Directed by James Sbardellati. Starring Rick Hill ("Deathstalker"), Barbi Benton ("Codille"), Richard Brooker ("Oghris"), and Lana Clarkson ("Kaira"). Rated R.
Source: Region 1 DVD (Shout! Factory)
Running time: 01:19:55
Country: Argentina, USA
Picked by venoms5
DEATHSTALKER was sort of an ambitious project for producer Roger Corman at the time; not in terms of budget and style, but because he shot it in Argentina as opposed to the Philippines, which is where he made a lot of movies for cheap in the late 70's and early 80's. Not sure where the movie stands amongst its fellow Sword and Sorcery movies of the 80's as far as when it was made or how important it was to the genre, but DEATHSTALKER is usually one of the first titles that comes up when people talk about the cheesy 80's Sword and Sorcery movies that tried to capitalize on the success of CONAN THE BARBARIAN and the like.
DEATHSTALKER kinda opens up like a Western, introducing the eponymous character as a mysterious drifter of sorts. His tendencies to be a womanizer are established right away when he saves a damsel from being gang-raped by a group of leprous villagers and proceeds to seduce her when it's all said and done. Without much build, Deathstalker meets up with a witch, who dumps some rather confusing and incoherent information in a brief exchange with our hero. The gist of it is that Deathstalker needs to acquire three objects - a sword, a chalice, and an amulet - in order to gain power, stop Lord Monkar's reign of terror, and rescue Princess Cordille.
"Join three things separate to be the power."
"The power will come to he who becomes a child."
Whatever, just bring on the titties and bad boob-jobs already.
While on his journey, Deathstalker acquires a group of allies, two of whom are lone warriors who are on their way to enter a tournament being held by Lord Monkar. The point of the tournament is to determine the most powerful warrior in all the land and who will inherit Monkar's kingdom. It's revealed early in the film, though, that the tournament is basically Monkar's way of getting all of the warriors who pose a threat to him to kill each other. Besides, Monkar possesses supernatural powers and is apparently immortal, but I guess the warriors competing in the tournament are too dumb to realize that he won't be giving up his throne anytime soon. In fact, Deathstalker himself questions the logic behind the tournament, which is one of the few occasions where he acts as the voice of the audience by questioning and speaking out against certain things in the film that would normally be ignored.

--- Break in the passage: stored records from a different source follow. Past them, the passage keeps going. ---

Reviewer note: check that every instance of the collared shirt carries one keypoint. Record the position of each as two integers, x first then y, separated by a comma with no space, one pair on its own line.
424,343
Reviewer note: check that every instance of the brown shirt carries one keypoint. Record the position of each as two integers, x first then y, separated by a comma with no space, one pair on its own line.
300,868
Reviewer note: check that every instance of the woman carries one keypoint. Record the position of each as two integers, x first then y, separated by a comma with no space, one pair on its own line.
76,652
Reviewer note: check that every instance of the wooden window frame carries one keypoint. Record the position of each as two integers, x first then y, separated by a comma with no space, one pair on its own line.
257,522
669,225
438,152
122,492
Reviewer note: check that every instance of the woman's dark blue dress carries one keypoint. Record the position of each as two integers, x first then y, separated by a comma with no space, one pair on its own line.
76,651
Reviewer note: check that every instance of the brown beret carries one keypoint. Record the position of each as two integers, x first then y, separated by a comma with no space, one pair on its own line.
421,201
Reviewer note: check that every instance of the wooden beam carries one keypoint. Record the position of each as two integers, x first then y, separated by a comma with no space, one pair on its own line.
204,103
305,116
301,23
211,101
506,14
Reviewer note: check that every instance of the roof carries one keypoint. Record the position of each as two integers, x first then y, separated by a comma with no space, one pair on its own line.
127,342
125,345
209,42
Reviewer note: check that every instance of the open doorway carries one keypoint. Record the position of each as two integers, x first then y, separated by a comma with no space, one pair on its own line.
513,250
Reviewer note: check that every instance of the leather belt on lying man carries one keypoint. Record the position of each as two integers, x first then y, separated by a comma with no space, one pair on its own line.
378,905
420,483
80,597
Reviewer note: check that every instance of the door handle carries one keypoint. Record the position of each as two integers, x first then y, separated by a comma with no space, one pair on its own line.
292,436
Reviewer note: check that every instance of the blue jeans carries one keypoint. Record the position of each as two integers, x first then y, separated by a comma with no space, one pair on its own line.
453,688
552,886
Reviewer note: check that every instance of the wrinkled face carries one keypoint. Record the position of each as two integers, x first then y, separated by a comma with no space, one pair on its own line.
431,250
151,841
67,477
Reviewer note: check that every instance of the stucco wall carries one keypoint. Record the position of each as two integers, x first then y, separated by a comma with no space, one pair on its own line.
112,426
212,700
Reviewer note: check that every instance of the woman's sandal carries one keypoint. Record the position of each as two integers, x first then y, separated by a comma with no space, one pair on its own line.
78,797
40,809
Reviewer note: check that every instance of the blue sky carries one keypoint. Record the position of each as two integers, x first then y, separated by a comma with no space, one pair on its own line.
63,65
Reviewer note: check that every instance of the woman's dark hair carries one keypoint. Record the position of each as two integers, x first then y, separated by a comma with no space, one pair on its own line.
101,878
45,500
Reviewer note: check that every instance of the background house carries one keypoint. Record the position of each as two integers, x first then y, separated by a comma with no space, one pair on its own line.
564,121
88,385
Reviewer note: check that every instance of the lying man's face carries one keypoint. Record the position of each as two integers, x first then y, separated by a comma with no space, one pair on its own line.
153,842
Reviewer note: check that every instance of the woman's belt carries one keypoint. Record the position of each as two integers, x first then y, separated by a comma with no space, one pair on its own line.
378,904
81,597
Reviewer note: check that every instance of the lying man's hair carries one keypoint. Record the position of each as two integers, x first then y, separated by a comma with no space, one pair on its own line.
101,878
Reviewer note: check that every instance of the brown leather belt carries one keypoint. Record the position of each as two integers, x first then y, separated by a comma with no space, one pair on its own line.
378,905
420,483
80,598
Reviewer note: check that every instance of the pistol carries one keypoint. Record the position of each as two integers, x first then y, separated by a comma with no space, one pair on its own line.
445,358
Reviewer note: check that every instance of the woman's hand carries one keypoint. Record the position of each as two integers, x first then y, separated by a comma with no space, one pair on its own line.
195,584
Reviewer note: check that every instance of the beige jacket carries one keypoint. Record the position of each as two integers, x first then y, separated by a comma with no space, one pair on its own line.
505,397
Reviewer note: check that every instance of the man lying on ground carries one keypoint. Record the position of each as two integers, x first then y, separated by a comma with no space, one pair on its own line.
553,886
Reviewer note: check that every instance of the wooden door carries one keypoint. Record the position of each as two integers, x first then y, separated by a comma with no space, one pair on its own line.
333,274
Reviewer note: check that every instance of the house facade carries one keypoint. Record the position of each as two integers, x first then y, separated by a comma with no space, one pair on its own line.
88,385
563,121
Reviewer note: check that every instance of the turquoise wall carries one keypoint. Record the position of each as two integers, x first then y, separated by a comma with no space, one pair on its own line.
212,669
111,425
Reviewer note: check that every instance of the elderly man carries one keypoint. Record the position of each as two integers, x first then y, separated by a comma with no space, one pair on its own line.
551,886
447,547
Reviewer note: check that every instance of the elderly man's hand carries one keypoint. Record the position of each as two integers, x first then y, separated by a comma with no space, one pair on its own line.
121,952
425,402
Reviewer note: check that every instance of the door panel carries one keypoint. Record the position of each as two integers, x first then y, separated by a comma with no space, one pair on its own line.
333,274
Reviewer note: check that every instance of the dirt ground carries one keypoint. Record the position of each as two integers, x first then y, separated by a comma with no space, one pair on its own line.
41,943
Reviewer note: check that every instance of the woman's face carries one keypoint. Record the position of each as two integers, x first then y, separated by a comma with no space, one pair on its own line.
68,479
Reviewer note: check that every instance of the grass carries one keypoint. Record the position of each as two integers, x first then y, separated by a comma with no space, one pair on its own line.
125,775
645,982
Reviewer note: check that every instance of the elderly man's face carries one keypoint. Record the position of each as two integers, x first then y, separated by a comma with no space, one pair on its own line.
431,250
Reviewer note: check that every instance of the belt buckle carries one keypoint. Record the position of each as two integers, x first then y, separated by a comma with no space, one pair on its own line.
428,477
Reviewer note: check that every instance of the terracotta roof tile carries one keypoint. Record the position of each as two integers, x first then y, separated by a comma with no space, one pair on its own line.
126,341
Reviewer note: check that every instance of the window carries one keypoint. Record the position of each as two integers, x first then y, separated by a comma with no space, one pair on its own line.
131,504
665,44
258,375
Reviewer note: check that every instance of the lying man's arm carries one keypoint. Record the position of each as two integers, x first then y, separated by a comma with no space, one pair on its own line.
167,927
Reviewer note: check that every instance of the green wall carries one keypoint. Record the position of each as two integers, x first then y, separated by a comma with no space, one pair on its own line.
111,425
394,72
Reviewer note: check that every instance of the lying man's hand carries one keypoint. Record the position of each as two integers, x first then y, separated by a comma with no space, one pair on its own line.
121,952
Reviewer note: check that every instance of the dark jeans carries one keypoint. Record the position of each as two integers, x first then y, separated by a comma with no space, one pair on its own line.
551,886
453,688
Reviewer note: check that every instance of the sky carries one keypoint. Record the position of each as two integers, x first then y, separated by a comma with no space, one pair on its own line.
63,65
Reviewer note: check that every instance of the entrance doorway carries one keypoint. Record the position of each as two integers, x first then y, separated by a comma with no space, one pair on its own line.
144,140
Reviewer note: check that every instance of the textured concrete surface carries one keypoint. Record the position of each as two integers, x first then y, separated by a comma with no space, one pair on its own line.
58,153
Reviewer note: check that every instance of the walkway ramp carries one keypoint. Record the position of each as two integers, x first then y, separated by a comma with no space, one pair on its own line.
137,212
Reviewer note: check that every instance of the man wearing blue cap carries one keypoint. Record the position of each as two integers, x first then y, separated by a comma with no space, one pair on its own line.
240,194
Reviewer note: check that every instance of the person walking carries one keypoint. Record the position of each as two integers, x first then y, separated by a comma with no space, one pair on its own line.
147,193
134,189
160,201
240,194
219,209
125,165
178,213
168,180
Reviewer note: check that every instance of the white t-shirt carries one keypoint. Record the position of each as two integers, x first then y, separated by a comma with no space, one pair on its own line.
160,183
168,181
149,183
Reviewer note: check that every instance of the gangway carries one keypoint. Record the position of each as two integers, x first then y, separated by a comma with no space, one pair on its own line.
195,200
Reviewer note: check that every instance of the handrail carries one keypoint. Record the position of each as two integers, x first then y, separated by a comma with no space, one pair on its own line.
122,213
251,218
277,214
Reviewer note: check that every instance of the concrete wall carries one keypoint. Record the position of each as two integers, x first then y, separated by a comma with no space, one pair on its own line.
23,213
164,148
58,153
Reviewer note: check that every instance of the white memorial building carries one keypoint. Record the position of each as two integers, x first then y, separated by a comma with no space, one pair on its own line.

When Deathstalker and his band of misfits finally make it to Monkar's castle, you'd think it were a brothel. Naked women everywhere being manhandled by drunken warriors. Mud wrestling! This part of the film is a highlight and it pretty much sums up what DEATHSTALKER is all about. Gratuitous tits and ass, a weird group of characters (including a large man with the head of a pig) getting out of control and brawling, and, most importantly, (in true Corman fashion) stretching a dollar; it's like the filmmakers had this nice set built, and so they crammed as many actors in there as they possibly could and took full advantage of it.
I'm not familiar with lead actor Richard Hill, but he's pretty good in this as the lazy hero who eventually realizes his potential. He looks and sounds like Peter Weller on steroids. Other cast members include former Playboy playmate Barbi Benton as Princess Cordille and Lana Clarkson as the well-endowed warrior who joins up with Deathstalker at the beginning of the film and pretty much spends the entire movie topless or with pieces of black fabric barely covering her nipples. If the name doesn't Lana Clarkson doesn't sound familiar, do a little research on musician Phil Spector and his current incarceration for murder. It should also be noted that DEATHSTALKER looks really good despite its B-movie budget. According to either the producer or the director on the commentary track of the Shout! Factory release, Corman was given funding all at once for a total of five Sword and Sorcery movies, and most of said funding was put into this particular film.
With DEATHSTALKER, there's not a whole lot in the way of storytelling. Everything in the film seems to be an excuse to set up more female nudity and clumsy-looking fight sequences. Not that there's anything wrong with that, but people should keep it in mind when watching it. For what it is, DEATHSTALKER delivers the goods: silly gore, body oil, sword-fights, and plentiful nudity.